No final de Dezembro, a rebelião continuava a ganhar terreno na parte norte do Kivu do Norte, atingindo uma distância de cerca de 50 quilómetros de Lubero, a capital do território, e de cerca de 100 quilómetros da cidade de Butembo, um importante cruzamento comercial da região.

No mês passado estava previsto um encontro entre o Presidente congolês, Félix Tshisekedi, e o Presidente ruandês, Paul Kagame, numa cimeira organizada em Luanda pelo Chefe de Estado angolano, general João Lourenço, mediador nomeado pela União Africana (UA) para o conflito entre Kigali e Kinshasa.

Estava prevista a apresentação de um acordo “para o restabelecimento da paz e da estabilidade no Leste da RDC”, mas as duas partes não conseguiram chegar a acordo sobre os termos, o que levou ao cancelamento da cimeira.

Entretanto, académicos da Cedesa, que estuda assuntos da África Austral, em especial Angola, consideram que uma intervenção de Angola para reforçar exército congolês poderia ajudar à paz na RDCongo.

Num sumário da situação no Leste do Congo, o papel do grupo rebelde M23 e do Ruanda, o grupo de académicos e especialista da Cedesa — Centro de Estudos para o Desenvolvimento Económico e Social de África — aponta esta entre três hipóteses de trabalho possíveis para a reconstrução da paz no leste da RDCongo.

“Qualquer solução será a do mal menor”, dizem, e a primeira seria a “separação/secessão da zona do Leste” do país, criando-se, assim, um novo estado que, “possivelmente, ficaria sob a influência do Ruanda, ou pelo menos assinaria um acordo de comércio livre com Kigali. Uma solução que “não agradaria a Kinshasa”, sublinham os académicos, referindo-se à capital e centro de poder da RDCongo.

A segunda hipótese seria “manter o Leste do Congo como parte integrante da RDCongo, mas dando-lhe um estatuto de autonomia mais alargada e permitindo que a zona integrasse uma área de comércio livre ou integração económica com o Ruanda”, afirmam.

A terceira solução “exigiria uma intervenção militar de Angola, no sentido de treinar e reforçar o exército da RDCongo, possivelmente com envolvimento dos Estados Unidos da América”.

Esta hipótese também exigiria “reformas, no sentido da boa governação na RDCongo” e uma “qualquer espécie de acordo económico com o Ruanda”, sem o que consideram “não ser possível garantir uma paz duradoura”.

O leste da RDCongo, rico em minerais, é palco de violência há 30 anos. Mas, desde Novembro de 2021, o M23, um grupo armado apoiado pelo Ruanda e pelo seu exército, apoderou-se de vastas extensões daquele território da RDCongo.

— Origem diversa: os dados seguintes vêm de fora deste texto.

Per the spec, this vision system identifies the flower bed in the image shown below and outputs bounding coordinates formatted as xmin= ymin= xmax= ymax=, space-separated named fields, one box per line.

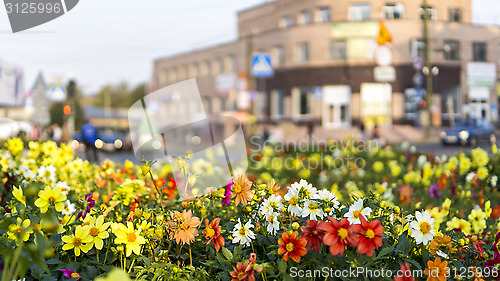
xmin=0 ymin=139 xmax=500 ymax=281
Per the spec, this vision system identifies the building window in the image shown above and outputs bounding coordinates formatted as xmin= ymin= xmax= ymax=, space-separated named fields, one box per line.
xmin=205 ymin=60 xmax=212 ymax=76
xmin=410 ymin=39 xmax=425 ymax=59
xmin=217 ymin=58 xmax=224 ymax=73
xmin=316 ymin=7 xmax=332 ymax=22
xmin=280 ymin=15 xmax=293 ymax=28
xmin=448 ymin=8 xmax=462 ymax=22
xmin=297 ymin=42 xmax=309 ymax=62
xmin=330 ymin=40 xmax=347 ymax=60
xmin=443 ymin=40 xmax=460 ymax=60
xmin=418 ymin=5 xmax=436 ymax=20
xmin=273 ymin=46 xmax=285 ymax=66
xmin=158 ymin=69 xmax=168 ymax=87
xmin=472 ymin=42 xmax=487 ymax=61
xmin=299 ymin=10 xmax=311 ymax=25
xmin=383 ymin=3 xmax=405 ymax=20
xmin=349 ymin=3 xmax=372 ymax=21
xmin=299 ymin=88 xmax=311 ymax=115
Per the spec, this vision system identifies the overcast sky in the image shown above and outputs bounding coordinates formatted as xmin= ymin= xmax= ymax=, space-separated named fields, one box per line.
xmin=0 ymin=0 xmax=500 ymax=94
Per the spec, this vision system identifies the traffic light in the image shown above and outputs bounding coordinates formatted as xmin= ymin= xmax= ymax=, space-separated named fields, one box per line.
xmin=63 ymin=104 xmax=71 ymax=115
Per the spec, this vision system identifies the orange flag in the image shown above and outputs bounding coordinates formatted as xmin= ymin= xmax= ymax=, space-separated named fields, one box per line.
xmin=377 ymin=21 xmax=392 ymax=45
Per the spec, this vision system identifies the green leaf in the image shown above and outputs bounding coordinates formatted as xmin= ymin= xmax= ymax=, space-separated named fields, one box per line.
xmin=396 ymin=232 xmax=410 ymax=254
xmin=278 ymin=260 xmax=286 ymax=274
xmin=222 ymin=247 xmax=233 ymax=261
xmin=377 ymin=244 xmax=396 ymax=259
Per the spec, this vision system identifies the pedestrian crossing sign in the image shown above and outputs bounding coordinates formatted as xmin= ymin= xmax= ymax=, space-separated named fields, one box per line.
xmin=251 ymin=54 xmax=274 ymax=78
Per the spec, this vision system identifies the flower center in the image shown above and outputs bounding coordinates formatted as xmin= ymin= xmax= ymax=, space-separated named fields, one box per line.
xmin=207 ymin=227 xmax=215 ymax=237
xmin=127 ymin=233 xmax=137 ymax=242
xmin=89 ymin=226 xmax=99 ymax=237
xmin=337 ymin=228 xmax=349 ymax=237
xmin=420 ymin=221 xmax=431 ymax=234
xmin=352 ymin=210 xmax=361 ymax=218
xmin=365 ymin=229 xmax=375 ymax=239
xmin=73 ymin=238 xmax=82 ymax=247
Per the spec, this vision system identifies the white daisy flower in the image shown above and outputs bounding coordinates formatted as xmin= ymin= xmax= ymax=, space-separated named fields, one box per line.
xmin=284 ymin=184 xmax=302 ymax=216
xmin=37 ymin=165 xmax=56 ymax=182
xmin=410 ymin=210 xmax=436 ymax=245
xmin=302 ymin=199 xmax=325 ymax=220
xmin=232 ymin=219 xmax=255 ymax=246
xmin=344 ymin=199 xmax=372 ymax=224
xmin=267 ymin=213 xmax=280 ymax=235
xmin=55 ymin=181 xmax=69 ymax=195
xmin=291 ymin=180 xmax=318 ymax=199
xmin=259 ymin=194 xmax=283 ymax=219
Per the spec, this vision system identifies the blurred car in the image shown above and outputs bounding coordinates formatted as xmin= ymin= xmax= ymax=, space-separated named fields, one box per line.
xmin=0 ymin=117 xmax=33 ymax=139
xmin=71 ymin=128 xmax=132 ymax=152
xmin=439 ymin=119 xmax=496 ymax=146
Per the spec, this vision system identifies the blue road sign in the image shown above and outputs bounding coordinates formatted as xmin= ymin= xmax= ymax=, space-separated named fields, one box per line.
xmin=251 ymin=54 xmax=274 ymax=78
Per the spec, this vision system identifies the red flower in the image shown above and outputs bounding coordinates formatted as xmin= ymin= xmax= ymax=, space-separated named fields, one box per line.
xmin=353 ymin=216 xmax=384 ymax=257
xmin=394 ymin=262 xmax=415 ymax=281
xmin=319 ymin=216 xmax=358 ymax=256
xmin=300 ymin=220 xmax=325 ymax=253
xmin=278 ymin=231 xmax=307 ymax=263
xmin=202 ymin=218 xmax=225 ymax=252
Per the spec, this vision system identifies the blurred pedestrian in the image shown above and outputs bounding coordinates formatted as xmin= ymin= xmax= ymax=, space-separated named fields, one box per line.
xmin=31 ymin=124 xmax=42 ymax=141
xmin=52 ymin=124 xmax=62 ymax=145
xmin=82 ymin=120 xmax=99 ymax=163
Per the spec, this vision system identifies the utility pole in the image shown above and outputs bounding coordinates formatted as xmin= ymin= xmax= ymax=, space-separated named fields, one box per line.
xmin=423 ymin=0 xmax=433 ymax=138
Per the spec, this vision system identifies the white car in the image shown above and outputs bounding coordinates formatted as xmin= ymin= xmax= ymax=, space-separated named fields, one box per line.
xmin=0 ymin=117 xmax=33 ymax=139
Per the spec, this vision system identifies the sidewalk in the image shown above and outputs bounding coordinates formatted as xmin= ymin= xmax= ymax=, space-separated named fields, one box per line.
xmin=275 ymin=125 xmax=444 ymax=143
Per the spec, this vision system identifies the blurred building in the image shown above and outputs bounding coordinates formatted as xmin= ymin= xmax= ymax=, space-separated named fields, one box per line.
xmin=153 ymin=0 xmax=500 ymax=133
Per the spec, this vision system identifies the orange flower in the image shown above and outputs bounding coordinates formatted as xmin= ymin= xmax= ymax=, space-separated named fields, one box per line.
xmin=174 ymin=210 xmax=201 ymax=244
xmin=429 ymin=235 xmax=457 ymax=255
xmin=352 ymin=216 xmax=384 ymax=257
xmin=424 ymin=258 xmax=450 ymax=281
xmin=202 ymin=218 xmax=225 ymax=252
xmin=278 ymin=231 xmax=307 ymax=263
xmin=231 ymin=174 xmax=254 ymax=206
xmin=319 ymin=216 xmax=358 ymax=256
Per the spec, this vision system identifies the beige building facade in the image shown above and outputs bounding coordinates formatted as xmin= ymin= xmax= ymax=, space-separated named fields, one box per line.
xmin=152 ymin=0 xmax=500 ymax=129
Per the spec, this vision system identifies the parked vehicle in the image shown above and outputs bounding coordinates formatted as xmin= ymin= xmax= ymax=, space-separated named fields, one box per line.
xmin=0 ymin=117 xmax=33 ymax=139
xmin=440 ymin=119 xmax=496 ymax=146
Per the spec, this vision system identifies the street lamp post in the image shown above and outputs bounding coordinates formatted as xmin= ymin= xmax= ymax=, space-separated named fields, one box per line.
xmin=423 ymin=0 xmax=433 ymax=138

Angola tem acolhido, desde 2020, várias cimeiras para alcançar a paz na região, no quadro dos esforços regionais promovidos pelas organizações em que está inserida, como a Conferência Internacional sobre a Região dos Grandes Lagos (CIRGL) e a União Africana (UA), e pretende dar um novo fôlego às rondas negociais para pôr fim às tensões entre os dois países.

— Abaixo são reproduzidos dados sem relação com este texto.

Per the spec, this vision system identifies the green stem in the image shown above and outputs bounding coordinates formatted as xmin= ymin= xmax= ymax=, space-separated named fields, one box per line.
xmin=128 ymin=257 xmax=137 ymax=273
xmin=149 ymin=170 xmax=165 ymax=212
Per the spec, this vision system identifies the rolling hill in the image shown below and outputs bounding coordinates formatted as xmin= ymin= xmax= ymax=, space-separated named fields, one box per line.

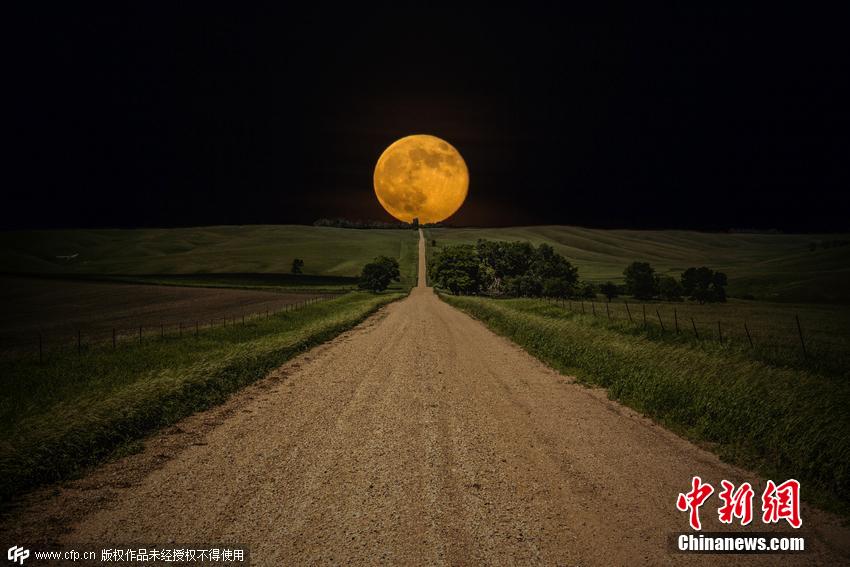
xmin=428 ymin=226 xmax=850 ymax=303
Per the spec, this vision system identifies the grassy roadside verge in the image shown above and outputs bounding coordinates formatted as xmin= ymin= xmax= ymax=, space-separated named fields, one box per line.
xmin=0 ymin=293 xmax=403 ymax=507
xmin=441 ymin=295 xmax=850 ymax=516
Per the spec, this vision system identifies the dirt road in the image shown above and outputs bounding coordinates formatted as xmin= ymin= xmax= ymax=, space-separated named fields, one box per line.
xmin=6 ymin=231 xmax=844 ymax=565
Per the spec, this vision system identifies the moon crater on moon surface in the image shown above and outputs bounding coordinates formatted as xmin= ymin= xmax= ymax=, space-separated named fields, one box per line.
xmin=374 ymin=134 xmax=469 ymax=223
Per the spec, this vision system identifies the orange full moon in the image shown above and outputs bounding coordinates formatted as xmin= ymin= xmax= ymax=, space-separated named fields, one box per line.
xmin=374 ymin=134 xmax=469 ymax=224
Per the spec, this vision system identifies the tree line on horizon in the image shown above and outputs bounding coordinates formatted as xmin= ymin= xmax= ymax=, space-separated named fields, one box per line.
xmin=429 ymin=239 xmax=727 ymax=303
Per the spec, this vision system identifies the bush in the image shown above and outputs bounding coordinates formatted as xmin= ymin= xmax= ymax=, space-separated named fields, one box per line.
xmin=430 ymin=244 xmax=489 ymax=294
xmin=357 ymin=256 xmax=401 ymax=292
xmin=682 ymin=266 xmax=727 ymax=304
xmin=599 ymin=282 xmax=620 ymax=301
xmin=658 ymin=276 xmax=684 ymax=301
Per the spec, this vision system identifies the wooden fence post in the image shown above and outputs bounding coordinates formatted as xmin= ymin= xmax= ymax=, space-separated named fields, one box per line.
xmin=794 ymin=315 xmax=809 ymax=359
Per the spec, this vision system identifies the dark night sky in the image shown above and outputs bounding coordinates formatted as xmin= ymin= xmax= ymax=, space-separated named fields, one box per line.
xmin=6 ymin=2 xmax=850 ymax=231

O Presidente de Angola, João Lourenço, na qualidade de mediador indicado pela União Africana, tem tentado alcançar um cessar-fogo, apelando ao diálogo entre as partes envolvidas e promovendo iniciativas para estabilizar a região dos Grandes Lagos, entre as quais o Processo de Luanda.

Mas, no entender da Cedesa, esse empenho de Angola e do Presidente angolano apenas tem conseguido evitar “um confronto total e directo entre a República Democrática do Congo e o Ruanda”. E a situação, na opinião do grupo de académicos tende a agravar-se.

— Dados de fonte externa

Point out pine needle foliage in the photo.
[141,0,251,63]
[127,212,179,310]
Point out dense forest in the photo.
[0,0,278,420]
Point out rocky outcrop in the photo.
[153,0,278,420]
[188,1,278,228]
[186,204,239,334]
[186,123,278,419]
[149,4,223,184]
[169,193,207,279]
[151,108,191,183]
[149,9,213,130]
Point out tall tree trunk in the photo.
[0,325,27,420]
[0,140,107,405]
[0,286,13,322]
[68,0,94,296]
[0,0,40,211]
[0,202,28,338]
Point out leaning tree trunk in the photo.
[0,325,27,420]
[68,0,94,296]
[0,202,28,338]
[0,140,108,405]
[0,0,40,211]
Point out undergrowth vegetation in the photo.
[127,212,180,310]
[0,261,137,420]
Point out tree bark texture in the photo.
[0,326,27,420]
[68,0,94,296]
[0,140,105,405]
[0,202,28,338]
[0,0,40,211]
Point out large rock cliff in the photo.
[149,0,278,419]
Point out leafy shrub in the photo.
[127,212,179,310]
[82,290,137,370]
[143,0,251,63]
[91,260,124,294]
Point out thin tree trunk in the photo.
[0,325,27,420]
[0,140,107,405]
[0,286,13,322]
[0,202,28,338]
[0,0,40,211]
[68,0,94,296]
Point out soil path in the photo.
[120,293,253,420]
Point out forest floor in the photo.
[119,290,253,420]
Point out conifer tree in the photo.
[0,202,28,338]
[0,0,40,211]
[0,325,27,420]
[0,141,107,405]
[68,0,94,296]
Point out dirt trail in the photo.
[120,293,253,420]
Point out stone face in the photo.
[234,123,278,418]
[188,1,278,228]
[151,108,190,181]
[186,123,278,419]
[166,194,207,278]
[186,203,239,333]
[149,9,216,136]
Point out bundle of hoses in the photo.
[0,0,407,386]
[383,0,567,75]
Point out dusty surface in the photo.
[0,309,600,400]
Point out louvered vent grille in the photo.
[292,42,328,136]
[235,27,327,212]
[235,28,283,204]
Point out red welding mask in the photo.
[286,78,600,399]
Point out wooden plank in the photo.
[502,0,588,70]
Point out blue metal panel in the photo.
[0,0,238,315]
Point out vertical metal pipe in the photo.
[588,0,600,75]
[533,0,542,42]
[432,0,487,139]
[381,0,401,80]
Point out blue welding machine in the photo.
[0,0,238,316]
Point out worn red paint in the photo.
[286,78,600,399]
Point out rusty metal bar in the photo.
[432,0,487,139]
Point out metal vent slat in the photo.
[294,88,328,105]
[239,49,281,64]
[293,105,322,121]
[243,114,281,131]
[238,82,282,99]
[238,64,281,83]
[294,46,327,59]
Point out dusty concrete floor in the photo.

Neste documento, a Cedesa deixa também um alerta considerando que esta “guerra desconhecida ou ignorada” pelo ocidente “pode, a médio prazo, ter impactos muito relevantes em toda a política de transição energética e uso de novas tecnologias no globo”, e salientando que na zona onde se desenrola já está a ter “um efeito devastador”.

Além dos objectivos políticos do Ruanda, “ligados à projecção de poder do país, prestígio e combate às forças da oposição que se encontram na RDCongo, há um facto chave que aguça o interesse do Ruanda e provavelmente está ligado à sua sobrevivência enquanto país viável e sustentável, com altas taxas de crescimento”, dizem os especialistas.

E o Ruanda, concluem, “precisa do acesso aos minerais da zona de conflito do Leste do Congo para sustentar o seu crescimento económico”.